I’m parsing some RSS feeds that aggregate what’s going on in a given city. I’m only interested in the stuff that is happening today.
At the moment I have this:
require 'rubygems'
require 'rss/1.0'
require 'rss/2.0'
require 'open-uri'
require 'shorturl'
source = "http://rss.feed.com/example.xml"
content = ""
open(source) do |s| content = s.read end
rss = RSS::Parser.parse(content, false)
t = Time.now
day = t.day.to_s
month = t.strftime("%b")
rss.items.each do |rss|
if "#{rss.title}".include?(day)&&(month)
# does stuff with it
end
end
Of course by checking whether the title (that I know contains the date of event in the following format: “(2nd Apr 11)”) contains the day and the month (eg. ‘2’ and ‘May’) I get also info about the events that happen on 12th May, 20th of May and so on. How can I make it foolproof and only get today’s events?
Here’s a sample title: “Diggin Deeper @ The Big Chill House (12th May 11)”

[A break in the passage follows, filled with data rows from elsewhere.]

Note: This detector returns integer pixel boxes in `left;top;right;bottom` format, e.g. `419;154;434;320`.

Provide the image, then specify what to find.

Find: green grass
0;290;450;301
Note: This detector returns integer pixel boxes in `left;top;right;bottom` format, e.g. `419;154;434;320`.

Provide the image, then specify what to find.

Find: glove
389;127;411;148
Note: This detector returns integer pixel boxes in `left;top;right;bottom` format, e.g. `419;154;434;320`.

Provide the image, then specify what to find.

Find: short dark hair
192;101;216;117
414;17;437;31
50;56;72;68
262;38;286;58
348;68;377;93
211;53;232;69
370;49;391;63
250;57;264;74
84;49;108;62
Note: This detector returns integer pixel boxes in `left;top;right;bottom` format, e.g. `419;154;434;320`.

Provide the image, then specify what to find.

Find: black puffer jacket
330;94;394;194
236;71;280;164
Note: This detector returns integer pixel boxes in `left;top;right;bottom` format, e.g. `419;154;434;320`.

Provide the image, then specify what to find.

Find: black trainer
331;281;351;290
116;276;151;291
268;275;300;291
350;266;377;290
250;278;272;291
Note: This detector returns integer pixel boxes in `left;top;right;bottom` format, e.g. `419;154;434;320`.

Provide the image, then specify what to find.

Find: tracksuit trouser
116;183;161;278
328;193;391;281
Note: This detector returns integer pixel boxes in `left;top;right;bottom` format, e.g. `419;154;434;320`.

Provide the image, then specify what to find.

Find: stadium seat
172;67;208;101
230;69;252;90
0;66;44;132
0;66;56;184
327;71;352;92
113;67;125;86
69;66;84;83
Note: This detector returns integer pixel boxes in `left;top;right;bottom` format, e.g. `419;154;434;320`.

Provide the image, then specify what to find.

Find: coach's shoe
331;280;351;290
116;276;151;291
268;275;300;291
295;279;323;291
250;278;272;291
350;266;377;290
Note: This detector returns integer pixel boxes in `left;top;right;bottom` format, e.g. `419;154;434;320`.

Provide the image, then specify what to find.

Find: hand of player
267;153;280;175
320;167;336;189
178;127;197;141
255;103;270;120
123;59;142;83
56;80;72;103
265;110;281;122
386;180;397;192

There could potentially be problems if the title contains other numbers. Does the title have any bounding characters around the date, such as a hyphen before the date or brackets around it? Adding those to the regex could prevent trouble. Could you give us an example title? (An alternative would be to use Time#strftime to create a string which would perfectly match the date as it appears in the title and then just use String#include? with that string, but I don’t think there’s an elegant way to put the ‘th’/’nd’/’rd’/etc on the day.)